A “legitimate governmental purpose” exists in this case. The School wants to maintain order in their events, promote genuine scholarly discourse, and maintain an aura of exclusivity. These are all well and good.

But there is no rational relation between excluding law students like myself and achieving those goals. Students like me are wonderful, inquisitive, and respectful. Therefore, a blanket ban on all students is grossly overinclusive. Were the restriction limited to law students, then I would have no problem, since it is of course rational to exclude MBA students. In this case, if the means don’t fit, you must admit [law students].

I would hold that the Law School is forbidden from restricting any event to faculty only. Therefore, I disrespectfully dissent.


Sandu, J., concurring in the judgment.

While I agree with the Court’s final judgment, I would have not granted cert initially, as I believe plaintiffs lack standing. While I agree that such a case is undeniably petty, it appears that the overwhelming majority of students truly wishing to attend faculty-only events are 1Ls and/or Law Weekly editors who lack other ideas for articles.[12]

Among this Court’s foundational principles is the maxim that 1Ls always lose.[13] It therefore follows that this Court ought not go out of its way to confer a disproportionate benefit upon such 1Ls. As for the Law Weekly editors, this Court’s greatest commitment is to The Bit™, and I can find no outcome funnier than the Law Weekly being unable to meet its article quota because this very Court would not permit it.[14]

More fundamentally, however, plaintiffs lack any personal injury beyond the general harm suffered equally by all in the Law School community receiving emails with events they will never attend.[15] Plaintiffs failed to demonstrate any imminent plans to attend such events and/or write articles about these events—a mere proposal to cover the event is like a nebulous plan to see elephants. And like those in Lujan whose passion for wildlife was insufficient to support their claim against the federal government, so too should these plaintiffs’ fleeting interest in attending faculty-only events be insufficient for this Court. ‘I don’t want to go, but I still want to be invited’ is simply not enough.


[1] Virginia v. Harvard Law Review Ass’n, 76 U.Va 6 (2023).

[2] See In re Pleats, 71 U.Va 21 (2019) (enjoining the “design, production, and marketing of pleated trousers” and ordering fashion designers to “burn any and all pleated pants in their possession”).

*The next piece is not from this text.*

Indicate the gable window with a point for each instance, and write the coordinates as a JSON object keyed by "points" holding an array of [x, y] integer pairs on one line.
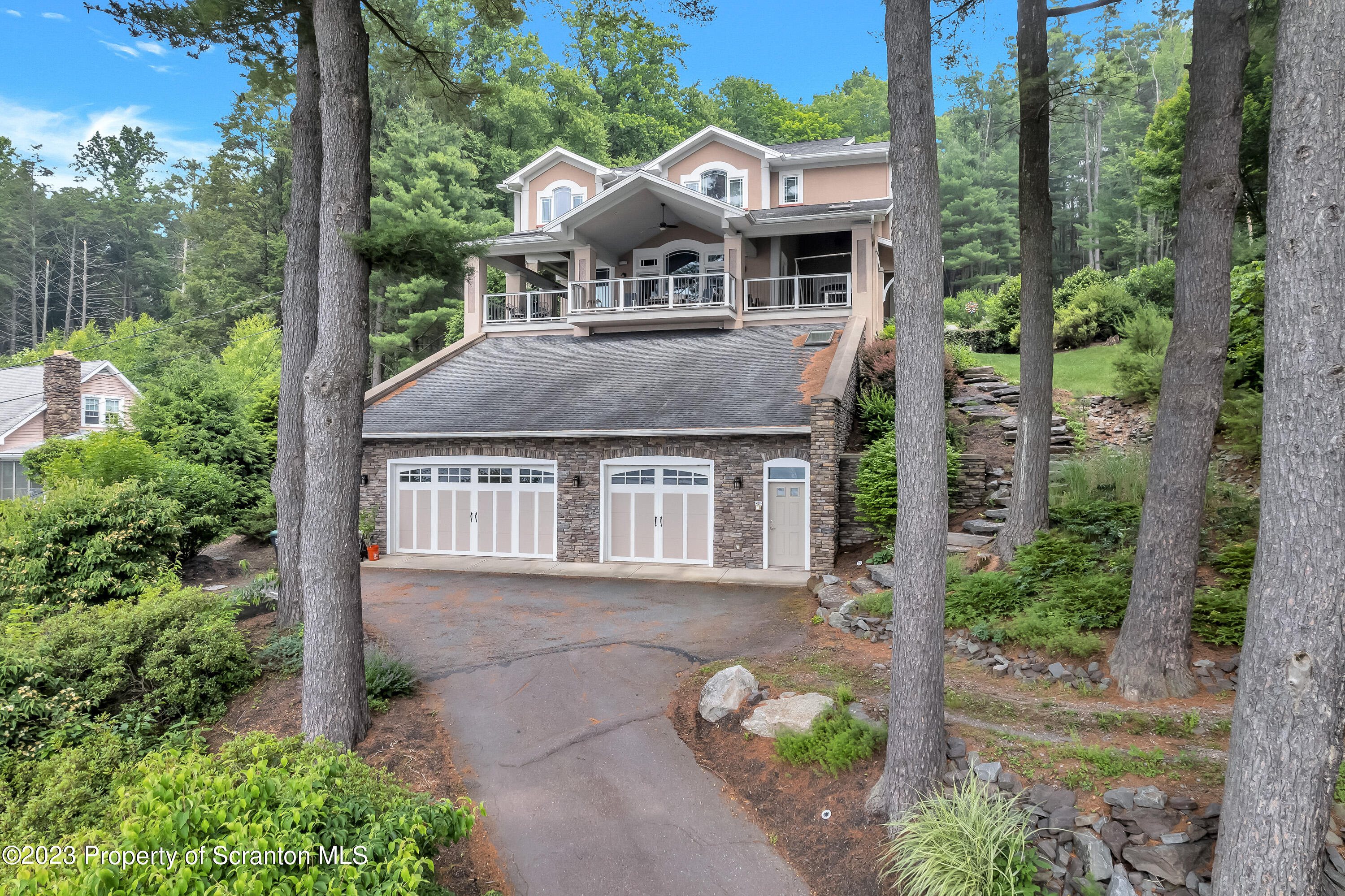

[3] Restatement (Second) of Torts § 821B.

[4] Id.

[5] See e.g., UVA Gym-Goers v. UVA, 74 U.Va 13 (2022) (“Access to the gym is necessary for students to make use of the memberships, memberships which they have paid for in the form of tuition.”).

[6] Id.

[7] See Hungry People v. Law School Student Orgs, 75 U.Va 12 (2022) (enjoining student organizations from “preventing food from being served the instant it is available” at events).

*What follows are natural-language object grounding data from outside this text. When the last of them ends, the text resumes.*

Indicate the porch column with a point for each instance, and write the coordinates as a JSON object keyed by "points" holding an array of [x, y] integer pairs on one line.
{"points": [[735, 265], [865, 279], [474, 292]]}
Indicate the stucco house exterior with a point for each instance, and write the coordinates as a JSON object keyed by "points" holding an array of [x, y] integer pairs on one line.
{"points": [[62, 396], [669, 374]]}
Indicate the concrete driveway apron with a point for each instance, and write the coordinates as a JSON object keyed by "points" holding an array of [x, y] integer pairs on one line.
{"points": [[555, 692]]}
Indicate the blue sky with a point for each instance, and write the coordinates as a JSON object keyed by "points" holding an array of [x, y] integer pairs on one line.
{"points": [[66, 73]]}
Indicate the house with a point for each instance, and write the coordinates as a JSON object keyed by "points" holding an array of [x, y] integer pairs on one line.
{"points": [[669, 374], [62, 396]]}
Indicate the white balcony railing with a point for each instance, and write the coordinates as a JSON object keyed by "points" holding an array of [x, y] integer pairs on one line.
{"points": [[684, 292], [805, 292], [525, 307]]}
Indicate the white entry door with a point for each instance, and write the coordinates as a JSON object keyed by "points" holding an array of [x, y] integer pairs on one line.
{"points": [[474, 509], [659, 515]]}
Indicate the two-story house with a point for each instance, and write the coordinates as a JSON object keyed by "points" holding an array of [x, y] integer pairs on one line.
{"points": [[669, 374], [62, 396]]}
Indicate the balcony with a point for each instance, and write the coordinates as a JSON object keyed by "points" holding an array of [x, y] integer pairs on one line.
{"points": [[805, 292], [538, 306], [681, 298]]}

[8] UVA Law, Law School Speech Policy.

[9] Id. (emphasis added).

[10] See United States v. Virginia, 518 U.S. 515, 519 (1996).

[11] Hodel v. Indiana, 452 U.S. 314, 331 (1981).

[12]Additionally, no evidence was submitted to the Court on whether Faculty themselves actually wish to attend the events at issue in this case.

[13] Unless it would be funnier for them to win.

[14] See Gay Section H Law Weekly Staff v. Lake, 75 U.Va 16 (2023) (“There is nothing more vital to the exercise of justice than committing to the bit.”).

[15] Lujan v. Defenders of Wildlife, 504 U.S. 555 (1992).